Technique Solaire devient Mexens et vise 4 GW d’ici 2030 dans les énergies renouvelables
Technique Solaire devient Mexens et change d’échelle. Le groupe poitevin, désormais multi-énergies, vise 4 GW de capacités d’ici 2030 après sa diversification dans l’éolien, le biogaz et le stockage.

Le groupe poitevin change de nom, mais surtout de dimension. En devenant Mexens, Technique Solaire acte sa transformation en acteur multi-énergies et affiche des ambitions industrielles à horizon 2030.
Le groupe Technique Solaire a officiellement adopté une nouvelle identité sous le nom Mexens, annoncée le 16 avril 2026. Un changement de nom qui traduit une transformation profonde du modèle, amorcée depuis plusieurs années et accélérée ces derniers mois.
« Mexens n'est pas un changement de façade. C'est l'expression d'un groupe en croissance qui a changé d'échelle et dont le modèle évolue, grâce à l'engagement de ses collaborateurs et à une énergie collective partagée dans les territoires », expliquent les trois cofondateurs Julien Fleury, Lionel Themine et Thomas de Moussac.
Un repositionnement devenu nécessaire. Le nom Technique Solaire ne reflétait plus la réalité d’un groupe désormais actif sur plusieurs technologies énergétiques et présent sur quatre continents.
Solaire, éolien, biogaz, stockage : le groupe a changé de dimension
Créé en 2008 comme installateur de panneaux photovoltaïques, à Poitiers-Biard dans la Vienne, le groupe s'est progressivement diversifié dans le biogaz dès 2014, puis dans le stockage par batterie, et très récemment dans l'éolien terrestre via le rachat des actifs français d'Iberdrola Renouvelables en février 2026. Julien Fleury le reconnaît : cette évolution « s'impose à nous ».
Le groupe produit désormais de l’électricité renouvelable à partir du solaire, de l’éolien, du biogaz et du stockage. Dans ce contexte, conserver le nom Technique Solaire devenait incohérent.

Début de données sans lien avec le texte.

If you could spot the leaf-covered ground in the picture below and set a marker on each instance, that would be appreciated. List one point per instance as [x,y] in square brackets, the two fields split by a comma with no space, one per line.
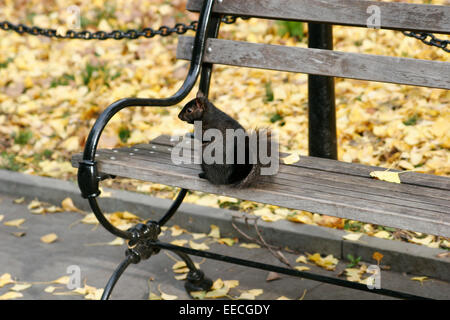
[51,92]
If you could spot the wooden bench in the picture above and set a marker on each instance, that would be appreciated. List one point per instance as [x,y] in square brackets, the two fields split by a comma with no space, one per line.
[420,203]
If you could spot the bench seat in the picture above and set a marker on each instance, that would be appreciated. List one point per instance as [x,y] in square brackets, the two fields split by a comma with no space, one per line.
[420,203]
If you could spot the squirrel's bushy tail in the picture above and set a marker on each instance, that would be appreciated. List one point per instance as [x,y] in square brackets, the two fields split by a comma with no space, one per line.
[258,138]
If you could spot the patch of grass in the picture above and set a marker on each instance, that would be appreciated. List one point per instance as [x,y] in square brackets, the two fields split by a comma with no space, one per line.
[269,92]
[46,154]
[101,71]
[354,226]
[23,137]
[292,28]
[8,162]
[62,81]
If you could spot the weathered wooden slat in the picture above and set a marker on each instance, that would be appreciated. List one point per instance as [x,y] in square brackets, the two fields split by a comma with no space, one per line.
[394,15]
[434,74]
[303,196]
[331,167]
[135,165]
[359,192]
[400,194]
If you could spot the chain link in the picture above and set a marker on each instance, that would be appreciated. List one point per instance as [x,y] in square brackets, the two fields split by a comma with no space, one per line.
[429,39]
[163,31]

Mexens vise un changement d’échelle industriel
Avec 326 millions d'euros de chiffre d'affaires en 2025 et 330 collaborateurs, Mexens exploite aujourd'hui 0,9 GW de capacités renouvelables. L'objectif affiché : dépasser 4 GW d'ici 2030, soit multiplier par quatre le parc en moins de cinq ans. « C'est une croissance ambitieuse mais réaliste, puisque nous l'avons déjà assumée par le passé », assure Julien Fleury.
Dans le détail, le solaire reste le socle du modèle. Mais l'éolien vise 300 MW, le stockage 700 MW, et le biogaz doit passer de 4 à 30 unités de production. Sur le plan géographique, le groupe accélère à l'international, notamment en Inde et en Espagne, tout en préparant l'entrée sur un nouveau marché européen. Thomas de Moussac confirme que d'autres acquisitions sont à venir : « Il y aura nécessairement d'autres rachats qu'Iberdrola. »
Pour financer ce déploiement, Mexens s'appuie sur ses levées de fonds de 2023 : 200 millions d'euros auxquels s'étaient ajoutés 224 millions six mois plus tard. L'actionnariat reste majoritairement aux mains des trois cofondateurs, avec Bpifrance et le Crédit Agricole comme partenaires financiers depuis 2017.
Un ancrage territorial qui reste au cœur du modèle
Ancrée dans la Vienne depuis ses origines, l'ETI poitevine incarne une certaine idée de l'énergie renouvelable à la française : indépendante, multi-technologies, et tournée vers les territoires autant que vers l'international. En devenant Mexens, elle se donne les moyens de peser durablement dans un secteur en pleine consolidation, et change clairement de catégorie.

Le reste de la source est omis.